Download or read book Beyond Religious Borders written by David M. Freidenreich and published by University of Pennsylvania Press. This book was released on 2011-11-29 with total page 230 pages. Available in PDF, EPUB and Kindle. Book excerpt: The medieval Islamic world comprised a wide variety of religions. While individuals and communities in this world identified themselves with particular faiths, boundaries between these groups were vague and in some cases nonexistent. Rather than simply borrowing or lending customs, goods, and notions to one another, the peoples of the Mediterranean region interacted within a common culture. Beyond Religious Borders presents sophisticated and often revolutionary studies of the ways Jewish, Christian, and Muslim thinkers drew ideas and inspiration from outside the bounds of their own religious communities. Each essay in this collection covers a key aspect of interreligious relationships in Mediterranean lands during the first six centuries of Islam. These studies focus on the cultural context of exchange, the impact of exchange, and the factors motivating exchange between adherents of different religions. Essays address the influence of the shared Arabic language on the transfer of knowledge, reconsider the restrictions imposed by Muslim rulers on Christian and Jewish subjects, and demonstrate the need to consider both Jewish and Muslim works in the study of Andalusian philosophy. Case studies on the impact of exchange examine specific literary, religious, and philosophical concepts that crossed religious borders. In each case, elements native to one religious group and originally foreign to another became fully at home in both.
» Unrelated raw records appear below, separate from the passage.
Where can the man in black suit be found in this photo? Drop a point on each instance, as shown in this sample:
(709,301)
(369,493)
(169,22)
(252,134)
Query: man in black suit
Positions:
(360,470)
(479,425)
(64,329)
The volume concludes by considering why certain ideas crossed religious lines while others did not, and how specific figures involved in such processes understood their own roles in the transfer of ideas.

Book Karaite Judaism

    Book Details:
  • Author : Meira Polliack
  • Publisher : BRILL
  • Release : 2016-07-18
  • ISBN : 9004294260
  • Pages : 1013 pages

Download or read book Karaite Judaism written by Meira Polliack and published by BRILL. This book was released on 2016-07-18 with total page 1013 pages. Available in PDF, EPUB and Kindle. Book excerpt: Karaism is a Jewish religious movement of a scripturalist and messianic nature, which emerged in the Middle Ages in the areas of Persia-Iraq and Palestine and has maintained its unique and varied forms of identity and existence until the present day, undergoing resurgent cycles of creativity, within its major geographical centres of the Middle-East, Byzantium-Turkey, the Crimea and Eastern Europe. This Guide to Karaite Studies contains thirty-seven chapters which cover all the main areas of medieval and modern Karaite history and literature, including geographical and chronological subdivisions, and special sections devoted to the history of research, manuscripts and printing, as well as detailed bibliographies, index and illustrations. The substantial volume reflects the current state of scholarship in this rapidly growing sub-field of Jewish Studies, as analysed by an international team of experts and taught in various universities throughout Europe, Israel and the United States.